Pembongkaran bendung Tukuman di aliran sungai Dengkeng, Cawas, Klaten, Kamis (2/7/2026). Foto: Achmad Hussein Syauqi/detikJateng |
Darminto menjelaskan, perubahan bendung dari 6 pintu air menjadi 3 pintu air bakal memperlancar aliran sungai.
"Tiga pintu lebih cepat dibuka saat banjir. Yang kita antisipasi sampah, karena saat ini sampah semakin banyak. Beda dengan dulu saat bendung lama belum banyak sampah, ranting kayu masih dimanfaatkan. Tapi sekarang dibuang ke sungai, berisiko menyumbat bendung," ujar dia.
Pemugaran bendung ini diapresiasi positif oleh warga sekitar.
"Ya harapannya supaya tidak banjir lagi. Itu (bendung tengah) kan dihilangkan, tahun lalu banjir ke sana (selatan) dan kesini (Utara) parah," kata warga setempat, Denis, saat ditemui detikJateng di lokasi, Kamis (2/7/2026).
Denis menuturkan, awal tahun 2026 pernah terjadi banjir di atas bendung. Banjir itu menjebol tanggul. Banjir masuk ke desa-desa di selatan sungai.

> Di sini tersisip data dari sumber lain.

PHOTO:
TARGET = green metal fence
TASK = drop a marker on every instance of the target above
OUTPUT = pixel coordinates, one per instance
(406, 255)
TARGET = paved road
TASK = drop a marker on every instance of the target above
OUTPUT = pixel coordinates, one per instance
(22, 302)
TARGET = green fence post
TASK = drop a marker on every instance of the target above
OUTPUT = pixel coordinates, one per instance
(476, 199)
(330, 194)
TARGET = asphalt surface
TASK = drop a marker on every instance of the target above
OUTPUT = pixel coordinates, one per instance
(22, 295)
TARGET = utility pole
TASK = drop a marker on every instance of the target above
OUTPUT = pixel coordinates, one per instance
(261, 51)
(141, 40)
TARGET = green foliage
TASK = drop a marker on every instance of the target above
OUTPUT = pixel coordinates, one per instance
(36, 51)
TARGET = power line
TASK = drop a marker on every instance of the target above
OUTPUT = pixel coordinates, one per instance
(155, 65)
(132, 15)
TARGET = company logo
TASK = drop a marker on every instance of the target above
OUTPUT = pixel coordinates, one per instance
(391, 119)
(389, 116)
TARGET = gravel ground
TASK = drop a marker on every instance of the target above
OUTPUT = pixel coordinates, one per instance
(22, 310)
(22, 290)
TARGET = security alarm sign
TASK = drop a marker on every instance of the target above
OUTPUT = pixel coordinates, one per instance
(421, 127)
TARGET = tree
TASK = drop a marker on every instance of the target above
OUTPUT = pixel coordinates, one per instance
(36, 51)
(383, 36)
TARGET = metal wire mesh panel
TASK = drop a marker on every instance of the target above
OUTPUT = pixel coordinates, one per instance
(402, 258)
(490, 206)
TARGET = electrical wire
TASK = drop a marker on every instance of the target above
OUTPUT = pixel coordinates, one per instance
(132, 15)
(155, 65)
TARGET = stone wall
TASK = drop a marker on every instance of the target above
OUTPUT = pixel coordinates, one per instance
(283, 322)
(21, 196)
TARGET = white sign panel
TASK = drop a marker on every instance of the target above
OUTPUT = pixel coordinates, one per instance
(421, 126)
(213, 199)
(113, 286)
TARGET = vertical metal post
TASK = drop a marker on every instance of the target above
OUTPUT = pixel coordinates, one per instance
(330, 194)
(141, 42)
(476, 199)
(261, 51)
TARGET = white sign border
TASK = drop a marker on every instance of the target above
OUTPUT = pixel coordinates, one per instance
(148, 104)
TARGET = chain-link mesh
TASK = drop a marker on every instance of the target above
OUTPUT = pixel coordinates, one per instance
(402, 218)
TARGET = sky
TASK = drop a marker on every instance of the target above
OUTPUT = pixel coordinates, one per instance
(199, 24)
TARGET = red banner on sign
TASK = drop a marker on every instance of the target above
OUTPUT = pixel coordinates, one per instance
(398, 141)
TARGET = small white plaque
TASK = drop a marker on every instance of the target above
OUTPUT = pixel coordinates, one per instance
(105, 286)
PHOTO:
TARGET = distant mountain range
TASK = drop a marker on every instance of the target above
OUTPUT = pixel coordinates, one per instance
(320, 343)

"Awal tahun kemarin kan yang parah ke sana (selatan), sampai ada yang dua meter. Semoga tahun tidak terjadi lagi," kata Denis.
Warga lain, Dwi, mengatakan saat banjir awal 2026 dirinya menyaksikan momen jebolnya tanggul. Pohon-pohon di tepi sungai juga tumbang.

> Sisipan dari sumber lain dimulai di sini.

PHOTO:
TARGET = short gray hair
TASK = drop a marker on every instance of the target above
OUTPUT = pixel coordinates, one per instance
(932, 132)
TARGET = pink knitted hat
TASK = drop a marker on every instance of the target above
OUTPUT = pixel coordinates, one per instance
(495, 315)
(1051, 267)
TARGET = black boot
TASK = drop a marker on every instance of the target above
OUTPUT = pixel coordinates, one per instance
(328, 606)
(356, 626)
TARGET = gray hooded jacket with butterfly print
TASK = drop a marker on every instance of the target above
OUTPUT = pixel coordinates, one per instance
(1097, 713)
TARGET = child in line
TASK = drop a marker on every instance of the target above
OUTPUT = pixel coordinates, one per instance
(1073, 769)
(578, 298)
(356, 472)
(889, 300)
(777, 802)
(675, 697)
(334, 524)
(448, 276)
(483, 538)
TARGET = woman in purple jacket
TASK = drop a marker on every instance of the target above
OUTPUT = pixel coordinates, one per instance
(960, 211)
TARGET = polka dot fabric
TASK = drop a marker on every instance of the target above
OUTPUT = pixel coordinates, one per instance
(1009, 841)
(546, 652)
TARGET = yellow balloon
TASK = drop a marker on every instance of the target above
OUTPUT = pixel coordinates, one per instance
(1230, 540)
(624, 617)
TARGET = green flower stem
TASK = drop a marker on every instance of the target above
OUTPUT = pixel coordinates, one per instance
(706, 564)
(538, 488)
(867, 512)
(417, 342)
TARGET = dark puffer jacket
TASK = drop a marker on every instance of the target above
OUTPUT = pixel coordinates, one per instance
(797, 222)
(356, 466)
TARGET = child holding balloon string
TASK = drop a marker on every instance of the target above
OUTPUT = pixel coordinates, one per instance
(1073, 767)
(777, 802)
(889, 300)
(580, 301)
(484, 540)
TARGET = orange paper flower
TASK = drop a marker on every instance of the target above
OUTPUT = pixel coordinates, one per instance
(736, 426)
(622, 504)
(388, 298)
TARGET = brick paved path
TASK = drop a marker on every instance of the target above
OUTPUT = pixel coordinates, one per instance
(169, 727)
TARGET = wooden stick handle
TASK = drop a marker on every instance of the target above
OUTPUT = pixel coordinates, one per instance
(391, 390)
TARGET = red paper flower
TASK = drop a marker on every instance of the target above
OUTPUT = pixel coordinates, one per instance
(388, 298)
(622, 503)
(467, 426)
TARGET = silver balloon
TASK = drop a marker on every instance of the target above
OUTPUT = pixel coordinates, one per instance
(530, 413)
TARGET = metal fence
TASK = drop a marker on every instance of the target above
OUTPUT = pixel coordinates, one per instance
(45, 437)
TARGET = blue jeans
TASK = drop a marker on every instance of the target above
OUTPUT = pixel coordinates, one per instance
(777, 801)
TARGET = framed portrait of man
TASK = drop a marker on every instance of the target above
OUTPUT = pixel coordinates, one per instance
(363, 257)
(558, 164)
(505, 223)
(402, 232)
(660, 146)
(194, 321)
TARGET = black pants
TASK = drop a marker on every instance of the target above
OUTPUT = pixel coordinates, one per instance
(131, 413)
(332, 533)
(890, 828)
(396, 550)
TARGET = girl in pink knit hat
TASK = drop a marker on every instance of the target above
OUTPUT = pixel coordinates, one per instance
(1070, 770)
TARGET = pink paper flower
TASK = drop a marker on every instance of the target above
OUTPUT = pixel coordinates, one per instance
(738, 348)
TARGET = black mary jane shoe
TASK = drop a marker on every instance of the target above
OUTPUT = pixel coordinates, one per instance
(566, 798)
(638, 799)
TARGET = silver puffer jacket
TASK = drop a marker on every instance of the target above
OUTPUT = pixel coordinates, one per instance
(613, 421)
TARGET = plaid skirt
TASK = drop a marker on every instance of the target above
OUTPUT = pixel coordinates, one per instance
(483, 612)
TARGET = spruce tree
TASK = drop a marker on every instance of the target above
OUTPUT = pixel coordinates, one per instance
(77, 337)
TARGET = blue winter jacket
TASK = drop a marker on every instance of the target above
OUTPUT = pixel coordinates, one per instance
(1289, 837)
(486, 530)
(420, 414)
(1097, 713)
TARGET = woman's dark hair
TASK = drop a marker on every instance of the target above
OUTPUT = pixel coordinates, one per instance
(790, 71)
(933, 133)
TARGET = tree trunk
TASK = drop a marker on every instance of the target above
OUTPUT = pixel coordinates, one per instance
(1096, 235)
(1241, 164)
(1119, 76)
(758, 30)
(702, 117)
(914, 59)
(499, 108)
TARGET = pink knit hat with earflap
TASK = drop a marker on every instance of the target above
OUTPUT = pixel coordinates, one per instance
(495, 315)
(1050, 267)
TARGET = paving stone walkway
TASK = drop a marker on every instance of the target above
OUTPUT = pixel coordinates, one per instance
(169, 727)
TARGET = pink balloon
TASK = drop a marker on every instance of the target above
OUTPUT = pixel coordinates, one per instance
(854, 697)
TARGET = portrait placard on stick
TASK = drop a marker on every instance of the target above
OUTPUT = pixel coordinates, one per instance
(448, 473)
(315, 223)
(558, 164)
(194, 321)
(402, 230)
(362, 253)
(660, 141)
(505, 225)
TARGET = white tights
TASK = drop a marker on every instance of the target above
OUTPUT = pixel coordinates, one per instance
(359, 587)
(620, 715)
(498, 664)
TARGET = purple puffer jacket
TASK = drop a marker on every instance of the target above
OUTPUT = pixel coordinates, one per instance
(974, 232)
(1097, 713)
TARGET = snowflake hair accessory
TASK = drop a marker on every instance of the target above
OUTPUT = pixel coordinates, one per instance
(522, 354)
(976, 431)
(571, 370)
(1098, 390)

"Jadi waktu itu pohon-pohon ambruk karena tanggul jebol. Ya karena di bendung itu banyak sampah setelah Jembatan Modran direhab,'' kata Dwi.
Pantauan detikJateng, pembongkaran bendung dilakukan di pintu bendung bagian tengah. Sedangkan bendung di pinggir tidak dibongkar.